CHALLENGE
The OCR submitted a request for the health system’s most recent enterprise-wide HIPAA risk analysis and risk management plan. In addition to the request, the OCR deemed the cybersecurity risk management reports and artifacts developed by the previous assessor and submitted by the health system to be insufficient. The OCR identified that the HIPAA risk analysis and risk management plan did not meet the requirements of the HIPAA Security Rule, as specified in the Code of Federal Regulations (CFR) Risk Analysis – 45 CFR § 164.308(a)(1)(ii)(A) and Risk Management – 45 CFR § 164.308(a)(1)(ii)(B) and amplifying OCR guidance.
The OCR did not conduct a formal investigation, and the health system used the leniency as an opportunity to “right the ship” by seeking an independent, third-party assessor with experience in OCR processes and expertise in HIPAA compliance and information security risk management.
The health system engaged Coalfire to conduct a comprehensive risk analysis, assess organizational information risk tolerance, create a formal risk register, implement a formal risk management plan, conduct penetration testing, manage vendor risk, and perform a thorough HIPAA compliance assessment.
While Coalfire’s methodology and coordinated assessment approach provided efficiencies, the value-to-cost ratio was the most important benefit for the organization. Coalfire recommended how to structure the engagement to reduce budget impacts while providing a complete HIPAA solution.
The OCR was kept in the loop from bid until contract and was instrumental in reviewing the statement of work to ensure thoroughness of approach, expertise of consultants, and appropriate methodology.
APPROACH
Coalfire employed the OCR audit protocol and used a mock-audit approach to assess against HIPAA compliance. The enterprise-wide information risk management engagement applied the OCR “Guidance on Risk Analysis Requirements under the HIPAA Security Rule;” National Institute of Standards and Technology (NIST) Special Publication (SP) 800-30, “Guide to Conducting Risk Assessments;” and NIST SP 800-39, “Managing Information Security Risk” to ensure the deliverables and final products conformed to OCR guidance and regulations.
To avoid overwhelming personnel responsible for facilities and assets, Coalfire and the health system jointly developed a three-year long strategic plan to assess the full scope of facilities and information assets that create, receive, maintain, or transmit electronic protected health information (ePHI).
During the audit, the team concurrently executed the information risk analysis, vulnerability analysis, and penetration testing. This provided a more informed risk analysis and allowed the penetration testing results to be populated into the risk register.
Coalfire concluded the first year of the engagement by submitting technical compliance and risk workbooks with recommendations, a fresh risk register, a new risk management plan, unique reporting for facilities and the enterprise, vendor risk assessments, and penetration testing results and recommendations.
RESULTS
The health system remedied several critical risks identified through risk analysis and penetration testing and improved compliance and risk processes and procedures. The engagement ensured a lock-step effort between compliance and security, including a new dotted-line relationship to ensure coordination among departments. It also expanded the security team’s ability to more effectively manage and control information risk to safeguard ePHI and ensure improved confidentiality, integrity, and availability of ePHI systems.
Coalfire’s application of OCR-accepted risk management methodologies and compliance audit practices was instrumental in aligning the health system with OCR expectations and regulations.

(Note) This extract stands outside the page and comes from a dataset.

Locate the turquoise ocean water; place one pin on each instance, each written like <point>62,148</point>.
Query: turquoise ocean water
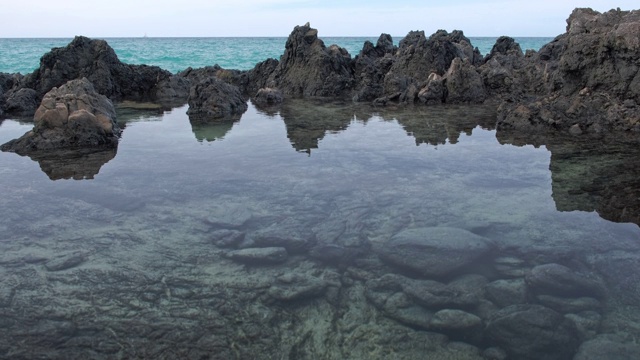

Development of a risk management plan was one of the most important components of the engagement. By identify a risk threshold, the organization could ensure that risks equivalent or above the threshold were addressed as part of a risk management plan. Coalfire provided expertise regarding governance, risk response criteria, courses of action, and best practices for managing information security vulnerabilities. Now with more visibility, the organization can immediately reduce risk through mitigation and remediation.
After presenting first-year accomplishments to executive stakeholders and advising on information risk governance, the CIO concluded that Coalfire would continue to assist in solution development as a trusted advisor.
The second year began during the COVID-19 crisis, and progress continues through collaboration to adjust the schedule and coordinate activities to minimize impact to the health system.